After my first couple experiences with steelhead, I’m treating every leaf and twig like a potential run and keeping my finger off the trigger. Initially it was counter-intuitive but I’m looking for new material to be ridiculed about. I get to the bottom of the run (which I’m not really sure of) and I start guessing how much light I have left. I definitely don’t want to walk to the truck in the dark.

I figure I can make another pass so I cut off the Provider and tie on a mini-intruder that I have confidence in. Okay, I’ll call BS, I like the way it looks. I don’t have enough experience to “have confidence in a fly.” But I tie this fly on and start swinging. Still, every leaf and twig that takes line, I let it go until it stops. Then, it happened.

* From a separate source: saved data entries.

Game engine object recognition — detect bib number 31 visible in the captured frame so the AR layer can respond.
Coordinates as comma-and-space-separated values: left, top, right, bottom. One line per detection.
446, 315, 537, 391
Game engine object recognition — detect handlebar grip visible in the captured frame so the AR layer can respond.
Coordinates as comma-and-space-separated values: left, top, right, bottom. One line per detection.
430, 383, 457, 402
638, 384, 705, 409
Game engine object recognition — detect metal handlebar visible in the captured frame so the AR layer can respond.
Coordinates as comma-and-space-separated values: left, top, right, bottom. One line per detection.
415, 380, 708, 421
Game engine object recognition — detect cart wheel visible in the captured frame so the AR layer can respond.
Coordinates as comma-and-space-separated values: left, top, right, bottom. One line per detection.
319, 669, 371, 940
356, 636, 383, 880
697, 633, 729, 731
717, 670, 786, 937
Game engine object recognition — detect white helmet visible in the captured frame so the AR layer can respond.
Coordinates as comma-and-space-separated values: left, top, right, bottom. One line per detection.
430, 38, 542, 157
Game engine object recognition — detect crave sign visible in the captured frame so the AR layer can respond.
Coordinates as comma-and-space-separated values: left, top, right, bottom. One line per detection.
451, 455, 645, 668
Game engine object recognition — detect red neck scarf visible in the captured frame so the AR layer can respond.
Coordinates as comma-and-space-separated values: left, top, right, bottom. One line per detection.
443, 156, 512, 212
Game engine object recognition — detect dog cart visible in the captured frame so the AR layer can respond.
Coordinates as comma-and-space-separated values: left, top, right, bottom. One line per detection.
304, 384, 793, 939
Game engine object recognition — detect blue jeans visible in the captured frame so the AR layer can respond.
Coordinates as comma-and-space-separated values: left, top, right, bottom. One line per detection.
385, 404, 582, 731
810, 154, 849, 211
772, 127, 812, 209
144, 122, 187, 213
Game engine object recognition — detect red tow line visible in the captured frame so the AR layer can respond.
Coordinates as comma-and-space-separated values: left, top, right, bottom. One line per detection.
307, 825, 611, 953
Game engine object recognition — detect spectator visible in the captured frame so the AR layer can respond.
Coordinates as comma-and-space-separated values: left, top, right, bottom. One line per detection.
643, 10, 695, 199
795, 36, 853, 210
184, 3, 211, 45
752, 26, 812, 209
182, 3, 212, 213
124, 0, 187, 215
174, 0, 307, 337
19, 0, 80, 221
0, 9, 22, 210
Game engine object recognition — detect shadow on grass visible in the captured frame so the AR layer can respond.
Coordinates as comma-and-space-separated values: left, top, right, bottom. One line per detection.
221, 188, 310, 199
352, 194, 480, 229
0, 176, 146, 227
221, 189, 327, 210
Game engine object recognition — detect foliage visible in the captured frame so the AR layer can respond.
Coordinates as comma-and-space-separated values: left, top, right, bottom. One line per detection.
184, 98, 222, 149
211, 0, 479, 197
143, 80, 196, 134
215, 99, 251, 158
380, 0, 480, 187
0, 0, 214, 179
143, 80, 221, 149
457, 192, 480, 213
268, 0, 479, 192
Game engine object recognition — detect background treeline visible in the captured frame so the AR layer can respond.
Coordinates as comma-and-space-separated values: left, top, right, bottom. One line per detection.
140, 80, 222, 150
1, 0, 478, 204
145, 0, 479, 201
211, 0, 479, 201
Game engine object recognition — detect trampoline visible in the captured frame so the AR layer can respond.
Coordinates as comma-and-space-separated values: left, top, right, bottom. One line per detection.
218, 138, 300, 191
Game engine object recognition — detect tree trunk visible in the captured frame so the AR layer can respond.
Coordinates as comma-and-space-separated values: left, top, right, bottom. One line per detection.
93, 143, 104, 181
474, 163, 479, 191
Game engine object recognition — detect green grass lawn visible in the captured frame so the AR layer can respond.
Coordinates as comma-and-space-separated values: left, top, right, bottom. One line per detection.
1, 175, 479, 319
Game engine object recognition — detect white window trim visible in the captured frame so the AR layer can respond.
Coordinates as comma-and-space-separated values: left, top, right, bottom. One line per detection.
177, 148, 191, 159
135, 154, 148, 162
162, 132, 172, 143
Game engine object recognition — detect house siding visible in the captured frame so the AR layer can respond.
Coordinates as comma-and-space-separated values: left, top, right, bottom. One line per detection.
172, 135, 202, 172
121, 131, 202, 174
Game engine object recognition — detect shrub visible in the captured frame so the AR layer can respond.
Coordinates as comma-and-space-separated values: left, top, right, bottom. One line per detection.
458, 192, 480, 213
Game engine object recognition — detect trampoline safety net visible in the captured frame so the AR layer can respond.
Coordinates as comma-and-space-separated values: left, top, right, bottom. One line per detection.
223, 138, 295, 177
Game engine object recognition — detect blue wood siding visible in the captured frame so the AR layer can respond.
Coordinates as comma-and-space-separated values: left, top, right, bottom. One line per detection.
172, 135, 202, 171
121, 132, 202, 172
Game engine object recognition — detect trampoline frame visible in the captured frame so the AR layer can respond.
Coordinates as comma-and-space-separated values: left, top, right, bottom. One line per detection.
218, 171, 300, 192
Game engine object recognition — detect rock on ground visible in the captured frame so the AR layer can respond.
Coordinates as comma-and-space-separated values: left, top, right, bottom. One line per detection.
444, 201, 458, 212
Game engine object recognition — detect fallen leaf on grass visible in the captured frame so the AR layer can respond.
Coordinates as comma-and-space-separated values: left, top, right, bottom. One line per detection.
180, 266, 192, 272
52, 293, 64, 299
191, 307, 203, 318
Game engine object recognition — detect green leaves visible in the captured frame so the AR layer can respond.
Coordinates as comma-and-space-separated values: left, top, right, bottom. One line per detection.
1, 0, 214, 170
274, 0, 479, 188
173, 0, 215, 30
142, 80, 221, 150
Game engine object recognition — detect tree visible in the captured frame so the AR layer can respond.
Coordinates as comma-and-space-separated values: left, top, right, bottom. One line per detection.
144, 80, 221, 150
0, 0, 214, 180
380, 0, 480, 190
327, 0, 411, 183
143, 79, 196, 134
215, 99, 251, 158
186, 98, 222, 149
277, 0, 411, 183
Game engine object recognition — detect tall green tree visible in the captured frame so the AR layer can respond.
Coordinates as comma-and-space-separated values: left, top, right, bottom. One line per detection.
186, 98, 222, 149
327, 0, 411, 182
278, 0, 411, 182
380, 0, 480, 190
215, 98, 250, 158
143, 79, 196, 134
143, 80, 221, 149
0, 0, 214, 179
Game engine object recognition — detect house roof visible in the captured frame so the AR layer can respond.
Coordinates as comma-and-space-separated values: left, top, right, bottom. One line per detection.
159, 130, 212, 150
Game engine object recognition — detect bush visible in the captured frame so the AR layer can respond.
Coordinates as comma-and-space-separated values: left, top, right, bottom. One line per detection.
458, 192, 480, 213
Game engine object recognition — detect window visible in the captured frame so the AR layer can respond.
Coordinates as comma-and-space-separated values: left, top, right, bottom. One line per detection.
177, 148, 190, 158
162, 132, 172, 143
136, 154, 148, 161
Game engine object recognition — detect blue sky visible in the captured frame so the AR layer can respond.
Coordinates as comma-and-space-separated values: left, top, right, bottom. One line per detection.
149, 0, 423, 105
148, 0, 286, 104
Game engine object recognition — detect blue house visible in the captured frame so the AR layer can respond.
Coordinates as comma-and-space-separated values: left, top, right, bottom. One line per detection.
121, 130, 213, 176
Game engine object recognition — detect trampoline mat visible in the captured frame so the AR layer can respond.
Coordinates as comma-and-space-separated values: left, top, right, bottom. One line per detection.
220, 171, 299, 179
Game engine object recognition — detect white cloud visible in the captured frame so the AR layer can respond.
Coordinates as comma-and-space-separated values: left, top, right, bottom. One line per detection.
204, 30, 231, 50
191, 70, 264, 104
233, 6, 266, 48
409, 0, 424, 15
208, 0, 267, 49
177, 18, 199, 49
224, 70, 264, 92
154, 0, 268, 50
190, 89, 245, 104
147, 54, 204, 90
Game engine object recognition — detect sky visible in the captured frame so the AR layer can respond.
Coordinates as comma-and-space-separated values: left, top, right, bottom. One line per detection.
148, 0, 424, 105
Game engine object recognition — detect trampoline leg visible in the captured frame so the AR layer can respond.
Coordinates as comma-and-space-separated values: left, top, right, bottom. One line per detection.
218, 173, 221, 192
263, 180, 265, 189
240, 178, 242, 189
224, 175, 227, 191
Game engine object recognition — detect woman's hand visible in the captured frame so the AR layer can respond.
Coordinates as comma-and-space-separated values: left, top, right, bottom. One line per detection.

About two-thirds of the way through the run, the line doesn’t stop!

Bam! Now what?!

I’m not entirely sure it’s not a sucker fish for a second but then I see it! Big splash and more line and I’m stoked. Let it run, then reel, then run and I’m moving down to it when all of a sudden it stops. There is no pull and I can’t get any more line in. So I move downstream because I figure that the fish has spit the hook and I’ve gotten hung up. I decide to try to break it off when it dawns on me that I can’t see my head. I’m not excited about replacing another head so I start moving out to the snag when it comes free and the fish surges upstream a good ten feet upstream of the snag.

I continue to play it and I am not making much progress. So I use a tested technique that helps me. Well, I like to call Josh in the middle of these battles. Ask him about it. It seems to work for me when it comes to landing fish. Two things are running through my mind: “hold the tail like Crandall said to” and “if you don’t get a picture, you’ll have no proof”.

I am hell bent and so is my rod.

Landing steelhead alone isn’t easy when you don’t have much experience. Well, I managed and I got the picture to prove it. And it was a fine day!